Oil supertanker rates have seen significant volatility in recent times, influenced by various global economic and geopolitical factors. 

Asian freight rates spiral out of control. Freight rates for giant Very Large Crude Carriers (VLCCs) soared on the back of the US crackdown on Russia’s shadow fleet, with rates on the Persian Gulf-China route rising by 53% since the beginning of the year. As of early 2025, supertanker rates, particularly for VLCC tankers, have experienced a sharp increase, with rates jumping from $53,000 to $64,000 per day within a few days, indicating a significant uptick in short-term demand or supply constraints.

For instance, rates for VLCCs on routes from the Middle East to China have doubled since the U.S. imposed sanctions on Russia, reflecting a disruption in the global shipping market. This has led to a rapid reduction in the pool of available ships and intense competition on certain routes.

The surge in rates has been attributed to not only the sanctions but also the broader context of supply and demand dynamics. Increased demand for U.S. crude in Asia, geopolitical risk premiums due to conflicts, and the strategic rerouting of oil shipments due to sanctions on Russian oil have all contributed to the volatility in tanker rates.

The oil market moving into contango, where future prices are higher than current prices, has historically led to increased demand for floating storage, which further pushes up tanker rates. This was notably observed during the oil price wars and demand drops due to global events like pandemics. The current high rates for oil supertankers are a reflection of both immediate supply constraints due to geopolitical actions and broader market conditions influencing oil trade and storage strategies. 

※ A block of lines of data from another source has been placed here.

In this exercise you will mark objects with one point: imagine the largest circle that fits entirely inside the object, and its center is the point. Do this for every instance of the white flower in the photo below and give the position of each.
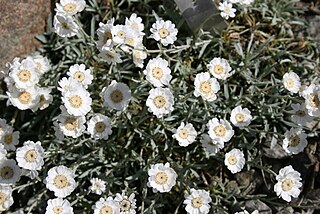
(288, 183)
(161, 177)
(164, 31)
(312, 99)
(81, 74)
(6, 199)
(64, 25)
(77, 102)
(160, 101)
(220, 68)
(185, 134)
(60, 180)
(198, 202)
(26, 75)
(127, 204)
(220, 130)
(158, 72)
(206, 87)
(98, 186)
(300, 114)
(295, 141)
(291, 82)
(9, 171)
(234, 160)
(99, 127)
(240, 117)
(106, 205)
(70, 7)
(30, 155)
(116, 96)
(58, 206)
(226, 10)
(9, 138)
(210, 146)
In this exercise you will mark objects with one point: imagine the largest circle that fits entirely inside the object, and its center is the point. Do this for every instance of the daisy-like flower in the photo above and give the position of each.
(291, 81)
(116, 96)
(164, 31)
(60, 180)
(30, 156)
(6, 199)
(198, 202)
(77, 102)
(9, 171)
(312, 99)
(127, 204)
(158, 72)
(9, 138)
(106, 205)
(160, 101)
(300, 114)
(234, 160)
(58, 206)
(98, 186)
(206, 87)
(210, 146)
(220, 130)
(185, 134)
(99, 127)
(70, 7)
(64, 25)
(295, 141)
(220, 68)
(240, 117)
(226, 10)
(81, 74)
(26, 75)
(288, 183)
(161, 177)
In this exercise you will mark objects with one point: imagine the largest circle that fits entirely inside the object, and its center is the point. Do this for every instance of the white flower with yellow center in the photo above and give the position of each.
(64, 25)
(106, 206)
(60, 180)
(206, 87)
(9, 139)
(77, 102)
(295, 141)
(98, 186)
(81, 74)
(6, 199)
(26, 75)
(234, 160)
(220, 130)
(300, 114)
(99, 127)
(161, 177)
(9, 171)
(30, 155)
(185, 134)
(312, 99)
(198, 202)
(164, 31)
(288, 183)
(127, 204)
(58, 206)
(158, 72)
(160, 101)
(70, 7)
(220, 68)
(210, 146)
(240, 117)
(291, 82)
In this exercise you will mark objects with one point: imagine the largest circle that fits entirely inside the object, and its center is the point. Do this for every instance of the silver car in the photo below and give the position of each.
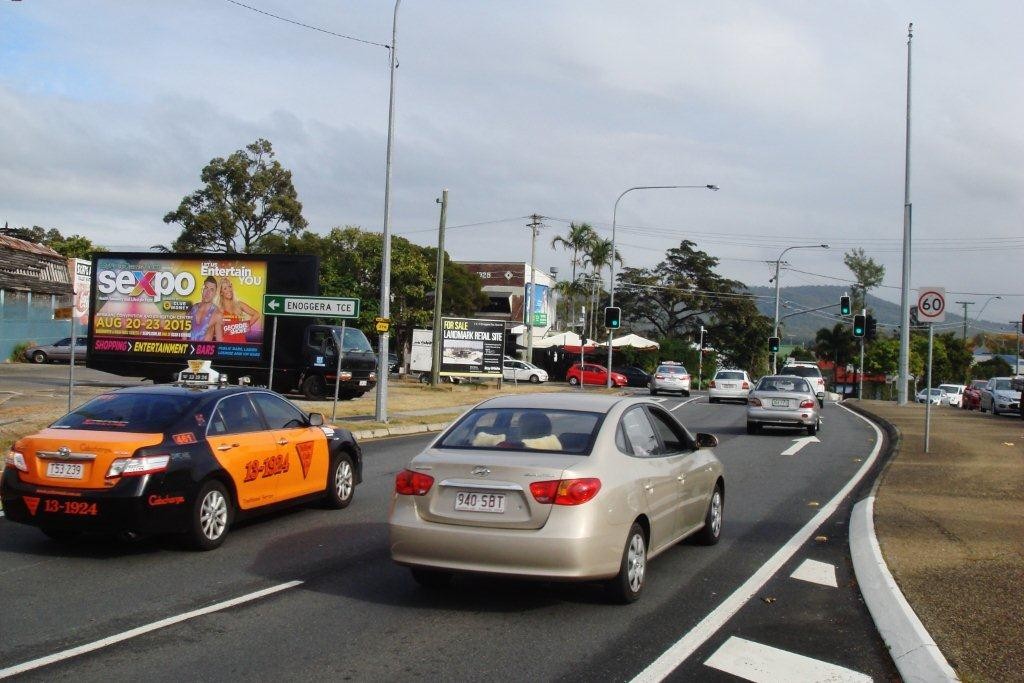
(563, 486)
(783, 400)
(729, 385)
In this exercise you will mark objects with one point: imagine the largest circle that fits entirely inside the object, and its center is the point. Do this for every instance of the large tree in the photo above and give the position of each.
(245, 199)
(674, 298)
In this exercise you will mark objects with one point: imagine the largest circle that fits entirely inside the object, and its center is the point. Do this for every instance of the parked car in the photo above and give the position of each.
(729, 385)
(175, 459)
(590, 373)
(783, 400)
(971, 399)
(520, 371)
(58, 350)
(954, 393)
(635, 376)
(670, 377)
(998, 396)
(810, 372)
(938, 396)
(556, 486)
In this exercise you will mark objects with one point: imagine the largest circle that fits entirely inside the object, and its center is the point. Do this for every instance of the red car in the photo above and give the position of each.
(591, 374)
(972, 395)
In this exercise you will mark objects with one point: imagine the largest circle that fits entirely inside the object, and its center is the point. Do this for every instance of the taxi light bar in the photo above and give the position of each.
(136, 467)
(565, 492)
(408, 482)
(16, 460)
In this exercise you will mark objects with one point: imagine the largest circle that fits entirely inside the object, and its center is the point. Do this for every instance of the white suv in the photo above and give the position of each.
(808, 370)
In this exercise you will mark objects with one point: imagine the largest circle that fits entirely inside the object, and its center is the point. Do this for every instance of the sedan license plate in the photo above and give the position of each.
(66, 470)
(466, 501)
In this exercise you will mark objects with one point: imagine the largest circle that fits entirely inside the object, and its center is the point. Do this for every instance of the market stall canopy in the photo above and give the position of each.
(632, 341)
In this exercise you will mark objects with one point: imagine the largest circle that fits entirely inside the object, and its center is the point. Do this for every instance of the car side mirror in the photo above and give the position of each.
(707, 440)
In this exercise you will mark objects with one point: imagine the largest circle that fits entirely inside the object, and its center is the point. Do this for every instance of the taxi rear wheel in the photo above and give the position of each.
(211, 516)
(341, 482)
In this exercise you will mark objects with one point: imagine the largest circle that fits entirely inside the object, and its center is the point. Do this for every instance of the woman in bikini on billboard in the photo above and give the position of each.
(205, 314)
(238, 316)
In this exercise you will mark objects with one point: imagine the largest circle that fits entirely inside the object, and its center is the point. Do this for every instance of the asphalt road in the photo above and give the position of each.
(357, 616)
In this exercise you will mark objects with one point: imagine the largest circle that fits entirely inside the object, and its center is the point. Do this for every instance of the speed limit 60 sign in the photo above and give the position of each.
(932, 304)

The recent relentless oil price rally that saw Brent break $82 appears to have slowed, but backwardation continues to expand in both Dubai and Brent futures. A potential de-escalation between Israel and Hamas, leading to the Houthis ending their maritime warfare in the Red Sea, could bring flat prices lower from next week onwards, but this week remains firmly in bullish territory. Oil prices have stopped rallying as a ceasefire agreement between Israel and Hamas could lead to the end of the Houthi bombardments of the Red Sea, but prices are still set to end the week with a gain, Oil Price reported.